Si algún día vuelvo a enamorarme, sé que será de unos ojos que brillen como los de un niño el 6 de enero. Con esa ilusión, inocencia y seguridad de que todo puede pasar, de que todo es posible. Y, así, volver a creer en la magia. Esa magia que está en ciertos lugares, solo hay que pararse a mirar. Desacelerar un poco y, así, encontrarlos en los sitios y momentos más simples, pero que lo llenan todo.

La magia que hay en la risa contagiosa de una amiga, en un abrazo o en un viaje, aunque sea a ninguna parte. En una conversación con tu padre cuando te cuenta cualquier cosa y, por una vez, lo escuchas de verdad y, lo miras, sonríes y te das cuenta de que el tiempo ha pasado también para él; ese constante en tu vida que de niña siempre creíste indestructible. En unas cervezas después de un mal día. O en el quinto chupito con tus amigas que al día siguiente maldecirás haber tomado. En un paseo con los auriculares a tope y respirar. En un “te quiero” después de hacer el amor.

La magia de una llamada inesperada. De un reencuentro. De una canción olvidada que suena de repente en modo aleatorio y te lleva a diez años atrás y puedes hasta recordar el olor de aquel momento. La que aparece al releer tu libro favorito. En una mirada a escondidas. En el roce de la persona que te gusta. En su ropa en el suelo de tu habitación. En un orgasmo mirándole a los ojos. En esa mañana que subes la persiana y está todo nevado. En la alegría de acertar cuando haces un regalo. En un chocolate caliente un día de invierno. La magia del día de Reyes.

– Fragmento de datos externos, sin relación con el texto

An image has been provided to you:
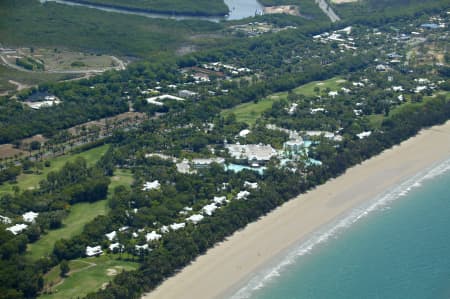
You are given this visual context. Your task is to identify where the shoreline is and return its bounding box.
[142,121,450,299]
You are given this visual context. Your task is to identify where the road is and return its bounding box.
[315,0,341,23]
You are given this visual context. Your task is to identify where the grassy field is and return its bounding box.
[0,145,109,195]
[27,169,133,259]
[3,48,118,71]
[222,77,343,125]
[294,77,344,96]
[39,255,138,299]
[27,200,108,260]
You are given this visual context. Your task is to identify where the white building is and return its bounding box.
[236,190,250,200]
[283,138,304,153]
[213,196,227,205]
[169,222,186,230]
[105,231,117,241]
[6,223,28,235]
[244,181,258,189]
[202,203,217,216]
[0,215,11,224]
[356,131,372,139]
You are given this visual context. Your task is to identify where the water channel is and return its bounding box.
[40,0,263,22]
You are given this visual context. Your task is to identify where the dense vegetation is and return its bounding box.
[72,0,228,16]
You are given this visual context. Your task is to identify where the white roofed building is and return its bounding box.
[202,203,217,216]
[145,231,162,242]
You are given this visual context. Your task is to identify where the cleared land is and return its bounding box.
[27,169,133,259]
[143,122,450,299]
[0,64,78,94]
[0,145,109,195]
[39,255,138,299]
[222,77,345,125]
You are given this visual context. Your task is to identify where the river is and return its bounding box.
[40,0,263,22]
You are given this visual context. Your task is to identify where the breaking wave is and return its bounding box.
[231,159,450,299]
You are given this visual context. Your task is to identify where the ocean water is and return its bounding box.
[232,160,450,299]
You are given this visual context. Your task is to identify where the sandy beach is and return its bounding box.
[143,122,450,299]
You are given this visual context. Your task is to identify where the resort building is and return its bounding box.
[225,144,277,164]
[22,211,39,222]
[283,138,304,154]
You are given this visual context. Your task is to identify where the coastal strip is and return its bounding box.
[143,122,450,299]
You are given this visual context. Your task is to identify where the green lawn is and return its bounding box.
[27,169,133,259]
[0,144,109,196]
[222,77,343,125]
[39,255,138,299]
[27,200,108,260]
[294,76,344,96]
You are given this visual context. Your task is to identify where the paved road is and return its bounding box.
[315,0,341,23]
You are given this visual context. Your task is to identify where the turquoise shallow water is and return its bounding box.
[233,161,450,299]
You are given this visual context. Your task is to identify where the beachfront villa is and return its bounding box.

Photo by Jez Timms on Unsplash

Y es que tienes cinco o seis años y, aunque empiezas a hacerte preguntas, decides creer, creer en esa magia porque ya habrá tiempo para crecer. Y, con la inocencia que solo puede tener un niño, te sorprendes porque los Reyes se han comido el trozo de turrón que les dejaste y los camellos se han bebido toda la leche. Es más la felicidad de que algo mágico ha pasado que los propios regalos debajo del árbol.

Sin embargo, cuando crecemos, se nos olvida que la magia existe. Vamos corriendo a todos sitios, sin pararnos a mirar a nuestro alrededor y sin ver más allá de nuestras narices.

Porque claro que la magia existe. Está en cada segundo de nuestras vidas. Solo vivir ya es mágico. Pero dejamos de creer en ella porque se supone que tenemos que madurar, hay que hacer lo que se espera de nosotros en la vida. Tener un buen trabajo, una casa bonita y una familia. Y todo esto está genial, siempre que sea lo que quieres porque entonces será mágico.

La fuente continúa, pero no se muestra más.